November 14th marks the memorial of Saint Lawrence O’Toole (1125 – 1180), Lorcán Ua Tuathail in the original Gaelic. Lawrence was an Irish monk, abbot and, eventually, Archbishop of Dublin, helping to further establish the Church in Ireland, in union with the Pope at the dawn of the high Middle Ages – the era of cathedrals and chapters, universities and colleges, orders and friars. He was canonized in 1225, the year that saw the birth of Thomas Aquinas. I have something of a devotion to this Celt, not only as a fellow member of his race (one grandmother was an O’Brien, the other a Shields, while my grandfathers were Meenan and Reilly), but Saint Lawrence is the patron of the ‘other’ parish in the town in which I live.

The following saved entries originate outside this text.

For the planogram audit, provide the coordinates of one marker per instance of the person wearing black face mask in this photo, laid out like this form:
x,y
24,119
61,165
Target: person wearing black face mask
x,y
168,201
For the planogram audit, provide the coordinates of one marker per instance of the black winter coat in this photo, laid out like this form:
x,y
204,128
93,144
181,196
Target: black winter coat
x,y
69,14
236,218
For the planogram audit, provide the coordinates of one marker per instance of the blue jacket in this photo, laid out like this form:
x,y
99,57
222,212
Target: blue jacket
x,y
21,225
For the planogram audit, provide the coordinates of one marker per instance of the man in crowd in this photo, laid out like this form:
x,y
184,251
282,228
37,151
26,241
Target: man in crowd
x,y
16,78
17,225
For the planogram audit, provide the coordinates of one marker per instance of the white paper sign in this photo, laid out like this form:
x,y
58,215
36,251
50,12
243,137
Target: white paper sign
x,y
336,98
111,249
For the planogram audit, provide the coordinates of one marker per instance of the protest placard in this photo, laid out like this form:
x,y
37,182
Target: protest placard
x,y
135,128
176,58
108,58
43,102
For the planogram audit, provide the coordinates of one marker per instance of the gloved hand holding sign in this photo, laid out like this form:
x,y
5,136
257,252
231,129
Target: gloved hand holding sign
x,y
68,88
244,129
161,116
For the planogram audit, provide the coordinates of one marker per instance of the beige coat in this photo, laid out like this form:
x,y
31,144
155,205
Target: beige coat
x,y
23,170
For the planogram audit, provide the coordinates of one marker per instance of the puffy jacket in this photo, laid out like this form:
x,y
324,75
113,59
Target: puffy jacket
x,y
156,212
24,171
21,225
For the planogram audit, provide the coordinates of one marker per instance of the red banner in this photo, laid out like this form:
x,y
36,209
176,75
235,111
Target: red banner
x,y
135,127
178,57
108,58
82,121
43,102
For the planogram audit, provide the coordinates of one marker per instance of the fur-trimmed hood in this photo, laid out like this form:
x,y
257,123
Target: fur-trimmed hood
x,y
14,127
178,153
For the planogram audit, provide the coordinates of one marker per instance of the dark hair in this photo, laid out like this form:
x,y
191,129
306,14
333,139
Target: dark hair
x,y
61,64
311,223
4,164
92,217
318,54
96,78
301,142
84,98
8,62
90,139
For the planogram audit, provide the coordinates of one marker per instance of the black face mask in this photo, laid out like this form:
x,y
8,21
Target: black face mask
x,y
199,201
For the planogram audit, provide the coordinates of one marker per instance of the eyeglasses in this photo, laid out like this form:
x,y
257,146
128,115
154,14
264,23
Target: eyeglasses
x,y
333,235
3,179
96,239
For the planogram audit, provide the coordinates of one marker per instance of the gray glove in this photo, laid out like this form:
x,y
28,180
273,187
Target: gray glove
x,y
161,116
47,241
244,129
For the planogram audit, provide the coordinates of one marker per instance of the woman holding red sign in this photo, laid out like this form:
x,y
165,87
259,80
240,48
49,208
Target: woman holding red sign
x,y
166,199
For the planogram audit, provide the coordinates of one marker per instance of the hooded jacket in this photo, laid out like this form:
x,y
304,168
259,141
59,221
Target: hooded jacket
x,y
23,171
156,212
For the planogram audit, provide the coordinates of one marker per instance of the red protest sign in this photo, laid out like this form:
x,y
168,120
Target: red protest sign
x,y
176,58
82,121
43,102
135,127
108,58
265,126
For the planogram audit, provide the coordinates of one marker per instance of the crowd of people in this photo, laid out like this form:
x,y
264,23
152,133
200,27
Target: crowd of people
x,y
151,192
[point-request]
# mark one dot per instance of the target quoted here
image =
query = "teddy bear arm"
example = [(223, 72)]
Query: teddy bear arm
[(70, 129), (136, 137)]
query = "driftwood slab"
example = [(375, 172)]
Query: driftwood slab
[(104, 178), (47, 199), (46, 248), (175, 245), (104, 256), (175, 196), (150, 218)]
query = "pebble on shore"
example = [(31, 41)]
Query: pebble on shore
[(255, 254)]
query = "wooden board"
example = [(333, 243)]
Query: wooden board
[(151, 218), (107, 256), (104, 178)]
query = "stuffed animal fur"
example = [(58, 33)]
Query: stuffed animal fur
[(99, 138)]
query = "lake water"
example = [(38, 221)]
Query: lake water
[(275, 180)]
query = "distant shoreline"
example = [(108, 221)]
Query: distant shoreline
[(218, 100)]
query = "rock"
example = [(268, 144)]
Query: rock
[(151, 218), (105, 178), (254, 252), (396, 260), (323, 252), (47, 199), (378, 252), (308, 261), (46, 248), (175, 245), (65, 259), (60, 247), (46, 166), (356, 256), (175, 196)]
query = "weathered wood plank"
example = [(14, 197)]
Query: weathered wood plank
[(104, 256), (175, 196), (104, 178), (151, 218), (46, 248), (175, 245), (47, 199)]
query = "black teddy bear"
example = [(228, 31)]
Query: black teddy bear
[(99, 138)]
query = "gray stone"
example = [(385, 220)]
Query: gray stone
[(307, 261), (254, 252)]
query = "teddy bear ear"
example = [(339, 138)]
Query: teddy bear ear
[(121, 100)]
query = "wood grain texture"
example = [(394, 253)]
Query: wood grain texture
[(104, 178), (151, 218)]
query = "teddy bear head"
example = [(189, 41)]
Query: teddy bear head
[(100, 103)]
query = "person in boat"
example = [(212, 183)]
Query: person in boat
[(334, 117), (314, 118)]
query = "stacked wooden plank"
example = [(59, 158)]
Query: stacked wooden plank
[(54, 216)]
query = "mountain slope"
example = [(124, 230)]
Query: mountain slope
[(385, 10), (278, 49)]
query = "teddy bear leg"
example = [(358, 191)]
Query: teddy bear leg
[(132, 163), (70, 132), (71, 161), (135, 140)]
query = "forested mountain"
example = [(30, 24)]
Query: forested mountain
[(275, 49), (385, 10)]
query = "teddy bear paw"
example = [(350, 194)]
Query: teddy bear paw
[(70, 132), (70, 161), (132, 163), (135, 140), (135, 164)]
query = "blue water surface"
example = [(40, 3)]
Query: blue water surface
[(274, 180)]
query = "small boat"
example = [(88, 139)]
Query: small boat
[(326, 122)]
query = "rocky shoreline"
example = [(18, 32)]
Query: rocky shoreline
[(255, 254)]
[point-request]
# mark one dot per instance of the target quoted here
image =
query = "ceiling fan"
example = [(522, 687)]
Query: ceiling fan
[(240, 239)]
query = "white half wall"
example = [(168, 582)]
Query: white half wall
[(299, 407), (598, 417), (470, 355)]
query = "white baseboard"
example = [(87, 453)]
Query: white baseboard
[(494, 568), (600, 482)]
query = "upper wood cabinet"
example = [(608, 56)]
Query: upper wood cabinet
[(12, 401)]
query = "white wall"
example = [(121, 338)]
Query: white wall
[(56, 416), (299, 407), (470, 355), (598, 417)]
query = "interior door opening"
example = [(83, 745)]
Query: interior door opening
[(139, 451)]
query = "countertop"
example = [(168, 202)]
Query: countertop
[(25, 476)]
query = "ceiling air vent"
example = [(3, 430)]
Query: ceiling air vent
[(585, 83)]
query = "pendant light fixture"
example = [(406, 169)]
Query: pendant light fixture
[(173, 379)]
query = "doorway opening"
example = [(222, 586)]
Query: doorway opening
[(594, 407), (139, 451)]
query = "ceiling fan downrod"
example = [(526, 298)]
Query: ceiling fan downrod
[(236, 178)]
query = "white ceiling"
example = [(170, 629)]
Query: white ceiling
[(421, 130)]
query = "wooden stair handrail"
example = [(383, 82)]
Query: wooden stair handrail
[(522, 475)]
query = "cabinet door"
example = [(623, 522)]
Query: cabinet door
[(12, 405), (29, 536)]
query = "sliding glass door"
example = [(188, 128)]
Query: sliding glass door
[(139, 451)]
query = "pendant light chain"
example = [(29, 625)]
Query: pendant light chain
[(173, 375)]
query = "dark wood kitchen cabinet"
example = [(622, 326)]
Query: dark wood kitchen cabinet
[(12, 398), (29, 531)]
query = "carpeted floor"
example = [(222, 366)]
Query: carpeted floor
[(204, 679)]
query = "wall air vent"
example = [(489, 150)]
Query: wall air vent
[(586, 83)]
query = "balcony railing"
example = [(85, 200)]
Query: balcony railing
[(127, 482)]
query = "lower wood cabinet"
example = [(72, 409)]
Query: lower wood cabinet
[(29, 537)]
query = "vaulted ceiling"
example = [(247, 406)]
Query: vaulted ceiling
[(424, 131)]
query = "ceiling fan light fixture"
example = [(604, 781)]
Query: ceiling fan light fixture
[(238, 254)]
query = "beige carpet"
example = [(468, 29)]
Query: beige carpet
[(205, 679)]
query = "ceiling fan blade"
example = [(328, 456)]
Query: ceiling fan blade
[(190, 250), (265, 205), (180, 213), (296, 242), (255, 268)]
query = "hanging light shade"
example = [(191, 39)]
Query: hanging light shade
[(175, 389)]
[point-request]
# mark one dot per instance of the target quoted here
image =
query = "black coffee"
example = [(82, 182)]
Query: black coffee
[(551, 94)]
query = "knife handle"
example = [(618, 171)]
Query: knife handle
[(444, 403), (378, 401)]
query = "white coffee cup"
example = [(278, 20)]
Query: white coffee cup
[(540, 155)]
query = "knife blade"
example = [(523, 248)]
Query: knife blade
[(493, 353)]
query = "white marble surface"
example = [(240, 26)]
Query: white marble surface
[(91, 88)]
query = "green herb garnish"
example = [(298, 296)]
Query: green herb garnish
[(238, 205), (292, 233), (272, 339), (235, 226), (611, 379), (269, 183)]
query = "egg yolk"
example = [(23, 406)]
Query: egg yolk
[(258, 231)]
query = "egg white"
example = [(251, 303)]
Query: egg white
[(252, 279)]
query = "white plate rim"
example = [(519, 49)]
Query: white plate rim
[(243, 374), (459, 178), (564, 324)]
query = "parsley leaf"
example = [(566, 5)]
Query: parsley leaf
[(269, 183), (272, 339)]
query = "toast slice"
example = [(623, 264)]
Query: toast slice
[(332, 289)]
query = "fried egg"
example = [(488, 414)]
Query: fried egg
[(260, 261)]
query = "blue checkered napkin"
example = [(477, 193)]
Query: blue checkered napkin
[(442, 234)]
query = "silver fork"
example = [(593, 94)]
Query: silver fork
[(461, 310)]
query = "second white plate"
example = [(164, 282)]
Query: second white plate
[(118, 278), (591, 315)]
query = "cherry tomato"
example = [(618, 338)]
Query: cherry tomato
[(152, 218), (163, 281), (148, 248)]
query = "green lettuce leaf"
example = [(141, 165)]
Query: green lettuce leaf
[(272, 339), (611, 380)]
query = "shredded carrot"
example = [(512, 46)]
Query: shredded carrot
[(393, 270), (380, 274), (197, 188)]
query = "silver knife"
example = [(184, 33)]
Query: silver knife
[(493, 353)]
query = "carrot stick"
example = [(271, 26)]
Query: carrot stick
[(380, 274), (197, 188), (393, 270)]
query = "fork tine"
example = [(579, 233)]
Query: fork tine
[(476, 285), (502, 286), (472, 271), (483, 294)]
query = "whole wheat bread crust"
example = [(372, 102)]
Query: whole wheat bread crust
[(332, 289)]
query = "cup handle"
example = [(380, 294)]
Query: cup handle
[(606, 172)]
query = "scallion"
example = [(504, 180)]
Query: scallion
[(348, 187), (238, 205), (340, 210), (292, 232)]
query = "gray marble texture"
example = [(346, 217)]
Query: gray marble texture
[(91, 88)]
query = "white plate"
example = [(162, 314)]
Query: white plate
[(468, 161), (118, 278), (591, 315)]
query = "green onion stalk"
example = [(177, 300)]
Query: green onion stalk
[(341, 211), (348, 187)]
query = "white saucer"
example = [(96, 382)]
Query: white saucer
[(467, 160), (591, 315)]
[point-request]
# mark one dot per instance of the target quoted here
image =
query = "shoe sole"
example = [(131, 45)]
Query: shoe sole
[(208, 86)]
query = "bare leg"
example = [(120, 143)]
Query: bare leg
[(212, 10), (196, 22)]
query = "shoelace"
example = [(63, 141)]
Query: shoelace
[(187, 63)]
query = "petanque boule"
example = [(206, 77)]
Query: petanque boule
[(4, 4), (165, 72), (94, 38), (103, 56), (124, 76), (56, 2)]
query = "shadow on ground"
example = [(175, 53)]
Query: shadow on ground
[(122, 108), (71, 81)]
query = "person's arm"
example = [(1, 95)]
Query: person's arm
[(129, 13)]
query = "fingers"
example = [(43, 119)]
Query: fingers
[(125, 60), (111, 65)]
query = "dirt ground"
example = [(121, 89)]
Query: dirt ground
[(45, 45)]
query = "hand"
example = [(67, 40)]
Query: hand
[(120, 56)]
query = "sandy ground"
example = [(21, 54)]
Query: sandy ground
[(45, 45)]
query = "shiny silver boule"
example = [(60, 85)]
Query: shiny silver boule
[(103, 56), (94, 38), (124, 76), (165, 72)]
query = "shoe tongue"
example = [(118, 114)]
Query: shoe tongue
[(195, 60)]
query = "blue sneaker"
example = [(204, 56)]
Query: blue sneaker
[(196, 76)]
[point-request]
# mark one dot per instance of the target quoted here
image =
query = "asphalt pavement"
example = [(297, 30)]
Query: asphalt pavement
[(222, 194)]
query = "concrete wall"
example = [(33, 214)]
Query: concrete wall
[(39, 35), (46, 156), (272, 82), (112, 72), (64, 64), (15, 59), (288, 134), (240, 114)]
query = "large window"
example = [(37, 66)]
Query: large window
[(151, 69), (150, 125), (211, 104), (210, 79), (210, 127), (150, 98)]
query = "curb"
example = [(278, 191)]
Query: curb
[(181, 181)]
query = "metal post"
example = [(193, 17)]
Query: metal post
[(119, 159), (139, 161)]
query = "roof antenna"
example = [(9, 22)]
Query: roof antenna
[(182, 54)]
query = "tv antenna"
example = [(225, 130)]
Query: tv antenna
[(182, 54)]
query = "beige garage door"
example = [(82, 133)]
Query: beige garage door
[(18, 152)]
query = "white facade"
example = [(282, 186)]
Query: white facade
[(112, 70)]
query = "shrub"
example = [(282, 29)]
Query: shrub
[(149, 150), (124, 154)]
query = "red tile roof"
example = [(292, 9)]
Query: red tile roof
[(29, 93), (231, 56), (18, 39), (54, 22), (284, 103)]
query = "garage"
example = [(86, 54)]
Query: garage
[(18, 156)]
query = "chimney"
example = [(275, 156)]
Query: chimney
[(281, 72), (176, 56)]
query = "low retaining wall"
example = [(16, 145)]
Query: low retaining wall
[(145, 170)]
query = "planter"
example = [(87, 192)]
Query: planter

Like all saints, he lived an ascetical life, bringing his body and its wayward desires under the control of reason and grace. He never ate meat, fasted on Fridays, and drank almost no wine. But he always provided for his guests, and would join them in their feasts, hiding his own abstemiousness, sipping water that was coloured to look like wine.

Lawrence had his exterior struggles: First, with the invading Normans, who were ravaging the coastal towns. And, like Thomas, Becket, whose contemporary he was, he had his controversies with the headstrong English king, Henry II, as the latter strove to extend his dominion over all of ‘Great Britain’, including Ireland, a that tension continues into our own day. In one of those ironies of providence, a madman did try to murder Bishop O’Toole, as he prayed on the very spot in Canterbury’s great cathedral (centuries before its usurpation by the Protestants) where Becket had been martyred by minions of the king, hoping to send Lawrence to an early grave, and heavenly reward. But the good bishop survived the blow to the head, without apparent ill-effects.

(As an aside, I too prayed on that very spot in that cathedral, usurped by the Anglicans since Henry VIII’s depredation. I managed to recite a whole Rosary, but no one, for better or worse, tried to martyr me. An opportunity missed, I suppose).

Lawrence died while on a mission to England and France, Normandy. His relics were dispersed: His grave is in France; his head was sent to England, but his heart to Ireland, were it now resides in Christ Church cathedral, whose construction he began and oversaw, but which now belongs to the Protestant ‘Church of Ireland’. Although the Protestants are not much into relics, they have kept his heart, fittingly enough. It was stolen in 2017, by thieves who thought the relic had ‘cursed their family’ causing ‘mental illness’. Quite the contrary, one would think. The sanity of the saints is what brings us back from sickness and death, of mind and body. In fact, miracles abounded soon after Saint Lawrence’s death, and likely continue to this day, if we had but a smidgen of faith, and eyes to see.

Lawrence’s Heart in Christ Church cathedral
wikipedia.org

A tip led to the heart being found in a park, and now resides in its resting place, until the Christ that Lawrence loved so much should come again, and reunite all those relics in the resurrection.

Saint Lawrence O’Toole, ora pro nobis!